Ketua Cabang Olahraga (Cabor) Petanque Kabupaten Cianjur, Muhamad Syamsul Taufik sedikit mengulas sejarah dan keunikan dan tata cara permainannya.
Petanque ternyata menjadi olahraga yang baru masuk ke Indonesia pada tahun 2008 dan dimainkan warga Cianjur beberapa tahun lalu atau era merebaknya Covid 19.
Meski baru hadir di Cianjur, ternyata sudah mampu mengharumkan nama Kabupaten Cianjur.
“Olahraga ini berasal dari Prancis kemudian dikembangkan oleh saya tahun 2020. Di Porprov 2022 kami mendapatkan medali perunggu,” kata dia, Minggu (21/7/2024).
Mengenai cara bermainnya, Petanque menggunakan alat berupa bola besi (bosi) dan bola kayu (boka).
“Olahraga ini adalah permainan akurasi menggunakan alat pelempar bosi yang mengenai alat boka, nanti siapa yang mendapatkan bosi terdekat dengan boka itu yang mendapatkan poin sehingga ditentukan kemenangannya. Skornya dihitung dari 1 hingga 13,” ujarnya.
Ia pun menyatakan, berkomitmen untuk melakukan pembinaan terus menerus untuk persiapan berbagai kejuaraan.
“Alhamdulillah, kemarin ada Kejurda tingkat daerah melahirkan beberapa pemain.
Kali ini kita mengadakan Porkab dari KONI dan menghasilkan beberapa pemain, yang nantinya bisa di Porprov 2026,” paparnya. (bay)
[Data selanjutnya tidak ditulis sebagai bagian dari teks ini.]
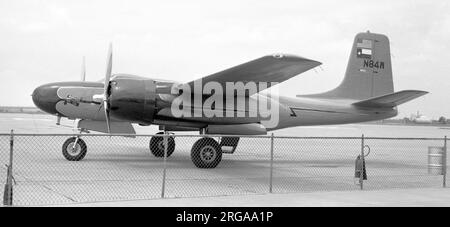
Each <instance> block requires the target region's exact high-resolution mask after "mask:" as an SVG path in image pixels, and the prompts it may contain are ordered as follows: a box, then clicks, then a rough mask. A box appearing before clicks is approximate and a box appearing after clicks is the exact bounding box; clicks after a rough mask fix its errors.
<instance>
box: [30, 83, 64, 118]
mask: <svg viewBox="0 0 450 227" xmlns="http://www.w3.org/2000/svg"><path fill="white" fill-rule="evenodd" d="M57 90H58V87H57V86H51V85H42V86H40V87H37V88H36V89H34V91H33V94H32V95H31V96H32V98H33V102H34V105H36V107H38V108H39V109H41V110H42V111H45V112H47V113H49V114H57V113H58V111H57V110H56V103H57V102H58V101H59V97H58V95H57V93H56V92H57Z"/></svg>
Kelas Single Men : Gekbrong juara 1, juara 2 Cipanas, juara 3 Cianjur dan Pacet.
Kelas Double Open : Gekbrong 2 juara 1, Cijati 1 juara 2 dan Cilaku dan Cikalongkulon 2 juara 3.
Kelas Triple Open : Gekbrong 1 juara 1, Sukaresmi juara 2, Cipanas dan Cilaku juara 3.